With Steve Harley and Cockney Rebel, Elliott enjoyed three top 10 albums including the number 1 single "Make Me Smile (Come Up and See Me)" and other four top 10 singles. In January 1976, Elliott went to Abbey Road Studios to play drums for Al Stewart's album Year of the Cat. After Steve Harley disbanded Cockney Rebel in 1977, Elliott was called by Andrew Powell to play drums on Kate Bush's first album, The Kick Inside. This would be first of the five albums with Elliott on drums as he became one of Bush's preferred drummers. "He's so easy to work with because he knows what I'm like. Occasionally I'll even ask him to use cymbals on a track now! He's been through that whole stage where I just couldn't handle cymbals or hi-hats." Elliott later on played drums on hits such as "Babooshka", "Running Up That Hill", "Hounds of Love" and "Cloudbusting". Between September 1977 and January 1978, Elliott went on to play drums on The Alan Parsons Project third album, Pyramid, which would be the first of ten albums where he became part of the rhythm section, and he continued playing and contributed in the songwriting for the next three solo albums of Parsons.

During the 1980s, his career as session drummer emerged. As well as continuing session drumming for Kate Bush and The Alan Parsons Project he went to on to play for Justin Hayward's song "Suitcase", from the album Night Flight in 1980. In 1984, he played drums on Paul McCartney's hit "No More Lonely Nights". That same year he and the rest of The Alan Parsons Project core musicians team, Ian Bairnson and David Paton, were joined by the singer Colin Blunstone and Camel's keyboardist Peter Bardens, and formed Keats. Elliott not only played drums and percussion, he also took part in the songwriting and, with Colin Blunstone, he wrote "Tragedy" and "Night Full of Voices". Particularly noteworthy, with Colin Blunstone he also wrote "Where Do We Go From Here" and "Helen Loves Paris", which Blunstone released as a single in 1985.

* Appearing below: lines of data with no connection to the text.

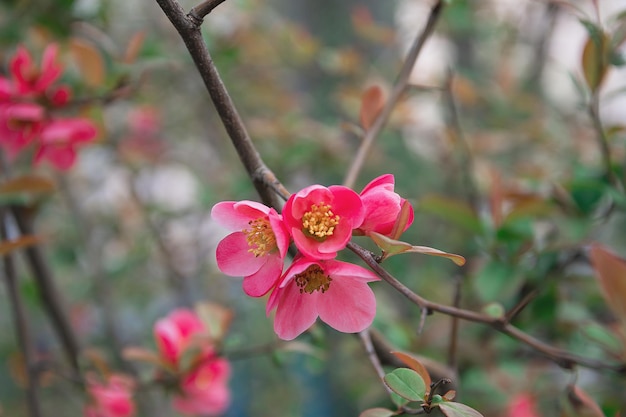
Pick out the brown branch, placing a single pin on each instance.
(21, 326)
(561, 357)
(400, 87)
(50, 296)
(204, 8)
(262, 177)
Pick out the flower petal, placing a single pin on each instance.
(233, 257)
(235, 215)
(295, 312)
(348, 306)
(259, 283)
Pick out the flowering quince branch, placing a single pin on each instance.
(400, 87)
(562, 358)
(188, 26)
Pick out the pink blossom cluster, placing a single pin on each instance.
(188, 355)
(29, 102)
(189, 366)
(319, 221)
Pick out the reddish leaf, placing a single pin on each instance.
(416, 365)
(139, 354)
(611, 274)
(372, 102)
(133, 47)
(27, 184)
(89, 61)
(7, 246)
(595, 60)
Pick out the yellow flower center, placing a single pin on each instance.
(260, 237)
(313, 279)
(320, 221)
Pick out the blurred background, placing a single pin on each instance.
(494, 144)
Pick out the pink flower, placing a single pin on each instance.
(523, 405)
(20, 124)
(30, 79)
(176, 333)
(112, 399)
(204, 390)
(256, 249)
(321, 219)
(382, 206)
(60, 138)
(335, 291)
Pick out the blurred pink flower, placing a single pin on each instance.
(257, 248)
(522, 405)
(382, 206)
(204, 390)
(32, 80)
(20, 124)
(321, 219)
(335, 291)
(176, 333)
(59, 139)
(111, 399)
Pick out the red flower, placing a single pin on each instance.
(30, 79)
(176, 333)
(382, 206)
(335, 291)
(204, 390)
(60, 138)
(112, 399)
(20, 124)
(257, 248)
(321, 219)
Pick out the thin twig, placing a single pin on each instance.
(262, 177)
(454, 327)
(48, 291)
(366, 339)
(94, 269)
(603, 142)
(178, 281)
(400, 87)
(21, 325)
(204, 8)
(561, 357)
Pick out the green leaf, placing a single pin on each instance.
(496, 281)
(454, 211)
(392, 247)
(377, 412)
(452, 409)
(406, 383)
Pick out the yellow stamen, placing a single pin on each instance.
(260, 237)
(313, 279)
(320, 221)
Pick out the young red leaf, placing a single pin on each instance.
(595, 60)
(372, 102)
(416, 365)
(27, 184)
(611, 274)
(89, 61)
(406, 383)
(7, 246)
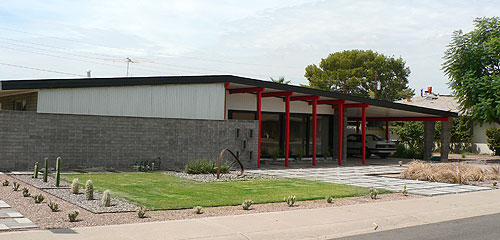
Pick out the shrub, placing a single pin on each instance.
(205, 166)
(72, 215)
(58, 171)
(106, 199)
(141, 212)
(290, 200)
(46, 170)
(247, 204)
(89, 190)
(15, 186)
(26, 192)
(75, 186)
(198, 210)
(53, 206)
(493, 135)
(38, 198)
(35, 171)
(373, 193)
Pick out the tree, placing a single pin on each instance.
(472, 63)
(280, 80)
(359, 72)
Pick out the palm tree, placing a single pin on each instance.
(280, 80)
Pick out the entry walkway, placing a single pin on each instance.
(366, 176)
(320, 223)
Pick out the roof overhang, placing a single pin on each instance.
(377, 108)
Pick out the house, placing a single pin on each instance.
(114, 122)
(428, 99)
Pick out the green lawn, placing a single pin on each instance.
(160, 191)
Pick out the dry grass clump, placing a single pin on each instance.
(449, 172)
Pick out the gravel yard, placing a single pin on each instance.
(42, 215)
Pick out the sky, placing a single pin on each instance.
(257, 39)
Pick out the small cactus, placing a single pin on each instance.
(15, 186)
(373, 193)
(290, 200)
(35, 171)
(26, 192)
(72, 215)
(58, 171)
(247, 204)
(89, 190)
(38, 198)
(141, 212)
(53, 206)
(198, 210)
(75, 186)
(106, 199)
(46, 170)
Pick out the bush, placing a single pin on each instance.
(72, 215)
(38, 198)
(75, 186)
(53, 206)
(246, 204)
(141, 212)
(493, 135)
(89, 190)
(106, 199)
(198, 210)
(205, 166)
(290, 200)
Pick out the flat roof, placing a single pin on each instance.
(386, 108)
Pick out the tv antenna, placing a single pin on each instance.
(128, 61)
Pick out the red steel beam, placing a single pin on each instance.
(341, 128)
(386, 130)
(278, 94)
(363, 136)
(246, 90)
(259, 112)
(287, 129)
(314, 106)
(391, 119)
(331, 101)
(226, 86)
(304, 98)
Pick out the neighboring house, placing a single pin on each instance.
(429, 99)
(115, 122)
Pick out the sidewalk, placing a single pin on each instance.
(299, 224)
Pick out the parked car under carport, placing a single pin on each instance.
(374, 145)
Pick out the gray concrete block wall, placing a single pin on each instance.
(116, 142)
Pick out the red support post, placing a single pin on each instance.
(259, 105)
(314, 106)
(387, 130)
(363, 136)
(340, 109)
(287, 128)
(226, 86)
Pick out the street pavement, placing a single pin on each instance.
(321, 223)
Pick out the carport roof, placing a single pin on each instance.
(379, 109)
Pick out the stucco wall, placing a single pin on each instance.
(191, 101)
(116, 142)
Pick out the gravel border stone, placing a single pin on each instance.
(231, 176)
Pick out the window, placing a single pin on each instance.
(20, 105)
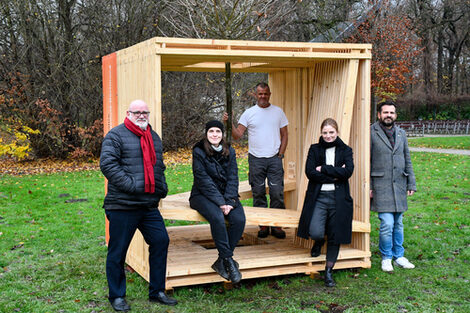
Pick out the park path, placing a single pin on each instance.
(447, 151)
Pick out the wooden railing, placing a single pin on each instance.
(421, 128)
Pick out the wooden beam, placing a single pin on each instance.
(180, 210)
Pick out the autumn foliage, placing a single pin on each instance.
(395, 49)
(32, 128)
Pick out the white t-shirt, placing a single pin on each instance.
(330, 160)
(263, 125)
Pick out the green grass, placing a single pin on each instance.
(52, 253)
(458, 142)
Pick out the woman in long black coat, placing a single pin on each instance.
(328, 206)
(215, 196)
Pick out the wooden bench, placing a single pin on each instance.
(180, 210)
(192, 250)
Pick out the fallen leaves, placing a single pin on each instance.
(49, 166)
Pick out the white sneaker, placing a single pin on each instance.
(387, 265)
(403, 262)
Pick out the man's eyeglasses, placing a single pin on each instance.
(138, 113)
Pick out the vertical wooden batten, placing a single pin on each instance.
(310, 82)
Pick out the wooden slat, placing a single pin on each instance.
(180, 210)
(244, 190)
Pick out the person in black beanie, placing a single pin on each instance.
(215, 196)
(328, 206)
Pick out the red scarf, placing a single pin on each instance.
(148, 152)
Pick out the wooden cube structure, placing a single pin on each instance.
(310, 82)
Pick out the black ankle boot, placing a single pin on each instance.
(219, 267)
(234, 274)
(329, 281)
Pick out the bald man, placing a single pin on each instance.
(132, 161)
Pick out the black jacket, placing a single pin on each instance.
(216, 178)
(122, 164)
(329, 174)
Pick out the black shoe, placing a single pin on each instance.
(120, 304)
(219, 267)
(163, 299)
(234, 274)
(329, 281)
(316, 249)
(263, 231)
(278, 232)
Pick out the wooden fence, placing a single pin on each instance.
(421, 128)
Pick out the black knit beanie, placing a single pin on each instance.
(214, 123)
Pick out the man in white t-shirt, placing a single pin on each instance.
(267, 142)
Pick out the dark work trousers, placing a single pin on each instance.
(259, 170)
(322, 221)
(122, 226)
(225, 239)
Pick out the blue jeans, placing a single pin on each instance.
(391, 235)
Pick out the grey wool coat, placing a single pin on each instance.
(391, 171)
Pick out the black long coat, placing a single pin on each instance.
(216, 180)
(337, 175)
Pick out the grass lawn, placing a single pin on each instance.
(458, 142)
(52, 253)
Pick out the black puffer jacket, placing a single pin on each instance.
(215, 177)
(122, 164)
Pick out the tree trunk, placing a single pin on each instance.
(228, 95)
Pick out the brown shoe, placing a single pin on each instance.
(278, 232)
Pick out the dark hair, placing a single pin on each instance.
(385, 102)
(262, 85)
(210, 151)
(215, 123)
(329, 122)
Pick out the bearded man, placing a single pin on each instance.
(132, 162)
(391, 180)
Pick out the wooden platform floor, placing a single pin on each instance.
(191, 254)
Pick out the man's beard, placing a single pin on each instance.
(142, 124)
(387, 124)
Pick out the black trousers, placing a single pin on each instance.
(322, 223)
(270, 168)
(122, 226)
(225, 239)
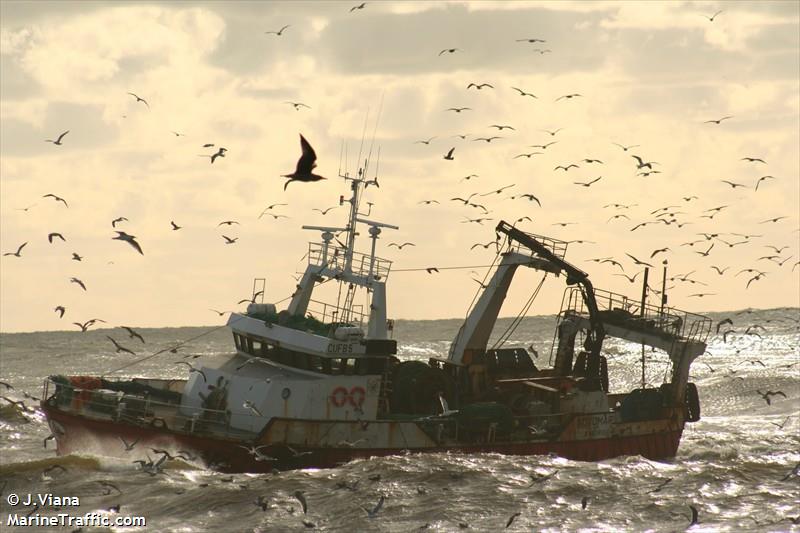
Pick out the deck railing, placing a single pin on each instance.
(336, 259)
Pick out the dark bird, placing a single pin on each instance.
(498, 191)
(130, 239)
(119, 347)
(19, 249)
(214, 156)
(511, 519)
(732, 184)
(631, 279)
(776, 219)
(626, 148)
(297, 105)
(86, 325)
(705, 254)
(523, 93)
(279, 32)
(529, 197)
(639, 262)
(566, 168)
(56, 198)
(542, 146)
(660, 250)
(588, 184)
(58, 140)
(767, 395)
(138, 99)
(51, 236)
(305, 165)
(132, 334)
(118, 219)
(553, 133)
(762, 178)
(641, 164)
(79, 282)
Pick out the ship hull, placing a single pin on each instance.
(76, 434)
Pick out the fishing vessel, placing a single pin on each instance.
(318, 384)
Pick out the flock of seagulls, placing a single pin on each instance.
(644, 167)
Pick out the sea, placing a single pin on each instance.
(738, 466)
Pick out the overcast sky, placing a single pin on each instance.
(648, 73)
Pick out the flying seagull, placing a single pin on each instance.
(130, 239)
(279, 32)
(305, 165)
(56, 198)
(138, 99)
(58, 140)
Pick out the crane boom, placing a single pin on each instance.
(594, 339)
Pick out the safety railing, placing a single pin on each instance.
(140, 410)
(336, 259)
(329, 313)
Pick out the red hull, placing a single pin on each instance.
(227, 455)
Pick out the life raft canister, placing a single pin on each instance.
(692, 410)
(357, 396)
(83, 387)
(339, 396)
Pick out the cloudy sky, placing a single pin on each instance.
(648, 73)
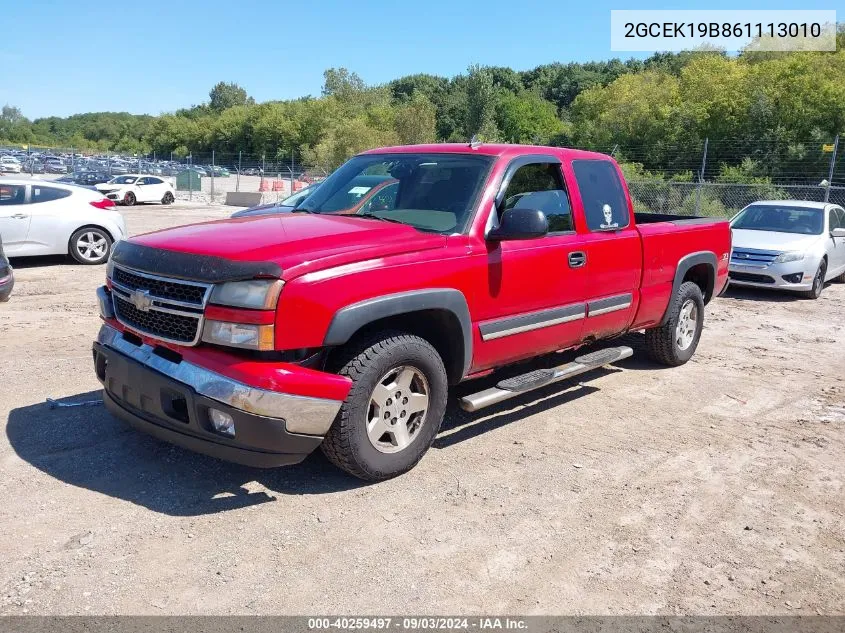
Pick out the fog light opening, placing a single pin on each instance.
(222, 422)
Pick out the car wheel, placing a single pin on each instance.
(394, 409)
(90, 246)
(674, 342)
(818, 283)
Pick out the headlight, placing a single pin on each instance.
(258, 294)
(259, 337)
(788, 257)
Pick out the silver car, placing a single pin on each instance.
(788, 245)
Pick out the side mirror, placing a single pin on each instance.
(520, 224)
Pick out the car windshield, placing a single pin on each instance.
(431, 192)
(299, 196)
(780, 219)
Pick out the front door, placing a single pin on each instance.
(14, 218)
(533, 298)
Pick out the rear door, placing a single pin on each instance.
(612, 246)
(836, 250)
(532, 300)
(14, 218)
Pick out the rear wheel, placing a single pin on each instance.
(394, 409)
(674, 342)
(818, 283)
(90, 246)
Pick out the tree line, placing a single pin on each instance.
(782, 103)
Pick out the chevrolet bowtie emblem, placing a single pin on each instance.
(141, 299)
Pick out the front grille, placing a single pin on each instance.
(163, 288)
(753, 256)
(167, 309)
(751, 278)
(163, 325)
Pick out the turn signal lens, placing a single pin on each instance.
(248, 336)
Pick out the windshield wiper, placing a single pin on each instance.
(380, 217)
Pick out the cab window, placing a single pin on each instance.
(605, 204)
(539, 186)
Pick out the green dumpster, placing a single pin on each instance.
(188, 180)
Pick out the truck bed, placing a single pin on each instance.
(652, 218)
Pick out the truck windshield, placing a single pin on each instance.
(780, 219)
(431, 192)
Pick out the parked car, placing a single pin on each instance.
(47, 218)
(7, 275)
(9, 165)
(55, 167)
(275, 335)
(283, 206)
(87, 178)
(134, 188)
(790, 245)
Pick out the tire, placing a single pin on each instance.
(377, 367)
(818, 283)
(673, 346)
(90, 245)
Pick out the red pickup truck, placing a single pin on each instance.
(259, 339)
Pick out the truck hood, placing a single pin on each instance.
(772, 240)
(298, 243)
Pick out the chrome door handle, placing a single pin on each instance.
(577, 259)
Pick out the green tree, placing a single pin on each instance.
(528, 118)
(227, 95)
(415, 120)
(481, 104)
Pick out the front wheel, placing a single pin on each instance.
(674, 342)
(818, 283)
(394, 409)
(90, 246)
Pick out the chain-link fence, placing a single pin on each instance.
(713, 177)
(718, 199)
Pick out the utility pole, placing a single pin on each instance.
(701, 178)
(832, 167)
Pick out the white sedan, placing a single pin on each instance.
(788, 245)
(133, 188)
(47, 218)
(10, 165)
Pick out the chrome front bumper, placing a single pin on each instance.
(300, 414)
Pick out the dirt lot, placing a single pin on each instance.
(716, 487)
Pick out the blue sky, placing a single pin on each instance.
(60, 58)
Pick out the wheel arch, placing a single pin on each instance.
(88, 226)
(700, 268)
(439, 315)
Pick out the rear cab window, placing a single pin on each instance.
(602, 194)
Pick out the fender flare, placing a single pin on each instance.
(352, 318)
(684, 264)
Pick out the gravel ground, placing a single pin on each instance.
(713, 488)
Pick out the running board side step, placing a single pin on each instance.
(513, 387)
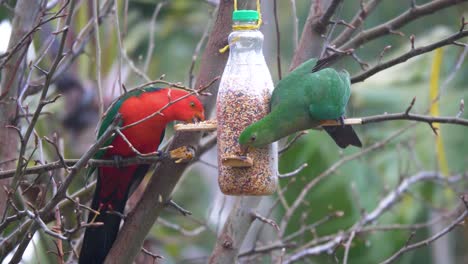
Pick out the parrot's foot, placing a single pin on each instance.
(341, 120)
(178, 207)
(162, 154)
(117, 161)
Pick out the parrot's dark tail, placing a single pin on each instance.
(98, 240)
(343, 135)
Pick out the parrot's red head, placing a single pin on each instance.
(189, 109)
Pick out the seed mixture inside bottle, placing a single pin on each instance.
(244, 98)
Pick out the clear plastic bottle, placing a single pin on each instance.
(244, 98)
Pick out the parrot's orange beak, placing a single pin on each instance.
(200, 116)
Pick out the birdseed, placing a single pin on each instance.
(235, 111)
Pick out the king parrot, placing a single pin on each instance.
(303, 100)
(113, 183)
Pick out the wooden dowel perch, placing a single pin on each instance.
(239, 161)
(211, 125)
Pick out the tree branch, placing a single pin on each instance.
(410, 54)
(145, 213)
(399, 21)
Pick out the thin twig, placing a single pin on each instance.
(356, 22)
(278, 40)
(98, 57)
(410, 54)
(427, 241)
(149, 52)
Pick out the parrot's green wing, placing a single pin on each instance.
(328, 92)
(287, 87)
(109, 117)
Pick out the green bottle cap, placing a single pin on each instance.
(245, 15)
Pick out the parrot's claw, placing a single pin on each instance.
(162, 154)
(117, 161)
(178, 208)
(341, 120)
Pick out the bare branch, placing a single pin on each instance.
(357, 21)
(410, 54)
(399, 21)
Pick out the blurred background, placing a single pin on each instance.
(173, 34)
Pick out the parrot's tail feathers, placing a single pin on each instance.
(98, 240)
(343, 135)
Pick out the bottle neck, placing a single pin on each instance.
(245, 25)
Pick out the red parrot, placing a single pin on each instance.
(113, 183)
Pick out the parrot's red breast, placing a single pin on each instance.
(113, 183)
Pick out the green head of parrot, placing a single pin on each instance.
(252, 136)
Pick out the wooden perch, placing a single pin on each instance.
(211, 125)
(182, 154)
(237, 161)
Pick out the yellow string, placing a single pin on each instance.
(245, 27)
(434, 109)
(248, 27)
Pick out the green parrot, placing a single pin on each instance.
(303, 100)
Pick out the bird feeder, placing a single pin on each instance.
(243, 98)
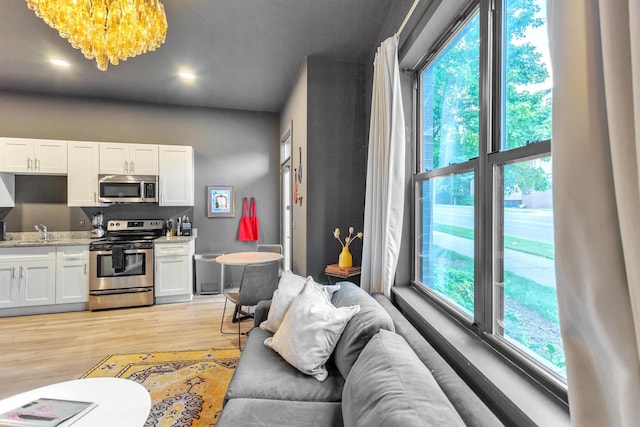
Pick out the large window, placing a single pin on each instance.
(484, 223)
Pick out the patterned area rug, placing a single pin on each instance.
(187, 387)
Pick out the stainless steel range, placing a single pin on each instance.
(121, 265)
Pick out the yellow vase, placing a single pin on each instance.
(345, 259)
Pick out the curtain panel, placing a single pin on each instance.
(595, 52)
(384, 196)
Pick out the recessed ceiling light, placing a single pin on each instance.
(60, 63)
(186, 75)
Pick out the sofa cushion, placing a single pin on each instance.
(289, 287)
(472, 409)
(266, 412)
(389, 386)
(371, 318)
(310, 330)
(261, 373)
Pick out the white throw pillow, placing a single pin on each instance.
(289, 287)
(310, 330)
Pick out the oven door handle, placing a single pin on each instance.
(126, 251)
(121, 291)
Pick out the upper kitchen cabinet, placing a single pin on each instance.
(82, 176)
(7, 190)
(176, 175)
(33, 156)
(128, 159)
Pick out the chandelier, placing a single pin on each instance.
(107, 30)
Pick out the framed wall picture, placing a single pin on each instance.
(220, 201)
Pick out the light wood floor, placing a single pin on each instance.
(48, 348)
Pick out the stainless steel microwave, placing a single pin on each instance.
(128, 189)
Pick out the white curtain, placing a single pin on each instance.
(384, 197)
(595, 47)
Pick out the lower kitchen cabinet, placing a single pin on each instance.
(27, 277)
(173, 276)
(72, 274)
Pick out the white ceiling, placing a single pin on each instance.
(245, 53)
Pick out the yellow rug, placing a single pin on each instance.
(186, 387)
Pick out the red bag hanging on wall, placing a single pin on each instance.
(254, 219)
(245, 230)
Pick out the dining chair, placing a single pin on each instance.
(258, 283)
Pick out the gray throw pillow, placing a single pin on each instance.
(366, 323)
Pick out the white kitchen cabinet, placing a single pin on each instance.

Elliott appeared on various TV shows including Top of the Pops playing with Tina Turner, Eric Clapton, Roxy Music and Kate Bush. He also appeared with Bryan Adams on the music video for Roger Daltrey's song "Let Me Down Easy". Bush included Elliott in her music videos of "Big Sky" (where his brother, Lindsay Elliott, was on drums), and of "Rubberband Girl".

In 1993, Elliott joined Alan Parsons again to record Try Anything Once, they would then continue recording two more studio albums, On Air and The Time Machine, and, for the first and only time, he took the lead on vocals for a song co-written by Andrew Powell, "Take The Money and Run", which appeared on The Very Best Live album. With Alan Parsons, Ian Bairnson and other different musicians and singers, he toured from 1994 to 2002 covering the US, South America, Japan and big part of Europe. During this period he played at the Night of the Proms in 1997 as part of the Alan Parsons performance and with Simple Minds, Deborah Harry and Paul Young.

After splitting with Alan Parsons, Elliott did a library album (music made specifically to be used in TV and film). He toured again with Steve Harley various times. Elliott also played with Jon Anderson and Alice Cooper on the Ultimate British Rock Symphony Tour.

In 2013, Elliott got together with Al Stewart to play at the Royal Albert Hall tracks from the Year of the Cat album. They played again together at the same venue in 2015. In May 2015 he was called again by Andrew Powell along with David Paton and Tim Renwick to record an album for singer and actor Jules Knight, and in August he started to record with Al Stewart's musician Dave Nachmanoff.

In November 2015, Elliott toured with Steve Harley and original members to celebrate the 40th anniversary of The Best Years of Our Lives. After 2015, Elliott remained a consistent member of Cockney Rebel until Harley's 2024 death, having previously returned to the band sporadically pre-2015 during a couple of Harley's tours in the early to mid-2000s and in 2010.

==Other instruments==
Stuart can also play bass guitar, guitar and piano, triangle, simmons, tambourine, xylophone, guiro, wind-chimes, keyboards, castanets and gong.